The Princeton American Elm is also extremely urban tolerant. It is the most urban tolerant tree I have ever seen.


  1. I think it's great hat you're working to get elms back in the landscape. However, wouldn't it be better to include in your offerings as many different cultivars as possible? Granted, Valley Forge is not without its challenges and in its formative stages leaves a bit to be desired re: form. As much as I probably prefer Princeton, it does seem dangerous to focus on only one cultivar, thereby narrowing the genetic basis of disease/pest resistance.

    Anyone care to comment?

  2. Terry, I agree, but we set up the web blog to specifically talk about the Princeton American elm. We feel we need to get its story back out in the public eye especially since the Princeton elm is such a diverse tree in its applications. From most of the cities and municipalities who plant the tree in their communities, they are doing a good job getting a mix of trees. The day of planting all of one tree in a community is gone. Feel assured that there are pleanty of other elms being planted out there besides the Princeton. Even in our trees farm here, we grow Valley Forge, Allee, Bosque, Lacebark and Jefferson Elms along with many other shade and ornamental varieties of trees. I would love to here more from others as well, but you are right in line with what you are saying.

    Thanks and take care!

  3. Being a nurseryman for 30+ years and seeing several trees just be a flash in the pan if you will, the Princeton Elm has the most potential to meet the wants of any tree out there hands down. Remember, the Princeton Elm was choosen in the 20's for its landscape greatness. No other American elm cultivar has that going for it. That's one of the main reasons we at Sharp Top Tree and Riveredge Farms are behind this tree. We do grow Vally Forge and Jefferson and I am with you on the fact that we do need to stay away from any monoculture mass plantings, but the Princeton is hands down the best American elm out there bar none. Try it you will most definatly like it.

  4. Jared: I'm sorry it took so long to respond to your response. I'm glad to learn that you do grow other elm varieties. Rest assured, I was not attempting to change the focus of the blog.

    As I mentioned, I really do think that Princeton is the perfect tree, especially for municipalities, especially since they are considerably lower maintenance and achieve the desirable form with minimal pruning. Here in Boston and neighboring Brookline, they are FINALLY starting to plant them here and there. I happened on Beacon Street in Brookline, that town's most prominent thoroughfare last month and noticed that as part of a major streetscape improvement Princetons had been quite extensively planted, together with Accolade elms and a smattering of Patriot elms. Many of the Princetons were still in their bags and staked but not yet fully planted. I will be anxious to see how they fare next year.
    ALL the ded tolerant elms experienced explosive growth this growing season due the the generous rains we received.

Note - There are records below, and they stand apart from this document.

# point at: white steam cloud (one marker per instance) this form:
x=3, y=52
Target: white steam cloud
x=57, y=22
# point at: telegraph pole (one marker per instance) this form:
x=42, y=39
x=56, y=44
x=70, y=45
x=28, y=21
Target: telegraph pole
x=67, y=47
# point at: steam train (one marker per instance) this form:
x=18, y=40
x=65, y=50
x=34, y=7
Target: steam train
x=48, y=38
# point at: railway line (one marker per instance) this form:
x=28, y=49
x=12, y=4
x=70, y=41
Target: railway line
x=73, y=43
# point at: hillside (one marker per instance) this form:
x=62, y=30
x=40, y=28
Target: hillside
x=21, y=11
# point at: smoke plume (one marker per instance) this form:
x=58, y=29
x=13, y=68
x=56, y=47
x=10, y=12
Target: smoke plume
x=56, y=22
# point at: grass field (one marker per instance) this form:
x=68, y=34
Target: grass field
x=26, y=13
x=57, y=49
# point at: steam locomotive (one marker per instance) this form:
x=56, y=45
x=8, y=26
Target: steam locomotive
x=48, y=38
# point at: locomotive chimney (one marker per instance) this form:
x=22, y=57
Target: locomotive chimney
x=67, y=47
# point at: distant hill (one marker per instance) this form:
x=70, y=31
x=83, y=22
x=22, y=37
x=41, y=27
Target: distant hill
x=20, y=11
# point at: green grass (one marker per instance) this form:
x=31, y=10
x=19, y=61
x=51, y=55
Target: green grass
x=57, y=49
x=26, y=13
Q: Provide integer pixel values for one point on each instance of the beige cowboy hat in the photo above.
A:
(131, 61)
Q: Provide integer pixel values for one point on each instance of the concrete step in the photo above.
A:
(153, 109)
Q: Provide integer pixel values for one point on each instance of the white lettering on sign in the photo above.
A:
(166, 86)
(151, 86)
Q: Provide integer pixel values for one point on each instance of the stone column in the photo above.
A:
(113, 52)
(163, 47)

    I look forward to elms being well in the mix of a planting initiative according to which by the year 2020, Boston wants to plant an additional 100,000 trees on both private and public property.


  5. I have a princeton elm that I planted last September - it was about 2 1/2 to 3 ft tall. Now, not even a year later it's a good 9 feet tall. I love it!!

  6. I planted a Princton Elm 2 years ago in the Florida panhandle ... about 150 yards from the Gulf of Mexico where there's no salt water intrusion but where the "soil" is predominately sand. It came as a bareroot twig which I planted in real "dirt" and it grew to its present height of about 4' in the first year. It's irrigated with a drip system and mulched with tree bark. Last year, it didn't gain any height at all and didn't appear very vigorous. Any suggestions or prognosis?

  7. Tom, We have noticed that the further south towards the Gulf and especially the very hot conditions slow down the growth of the tree. The Sandy soil does not hold as much nutrients as others and this causes a leaching effect.
    My suggestion is to feed the tree x3 a year and water x3 or x2 a week if you can. Keep the mulch up. I think once your tree gets a little size and root system on it, it will start to take off, it just needs a little help with your hot conditions there.
    I hope this helps and dont give up on it yet. I have seen similar comments from areas like Orlando, Panama City, Jacksonville and also San Antonio Tx. Thanks and keep us updated!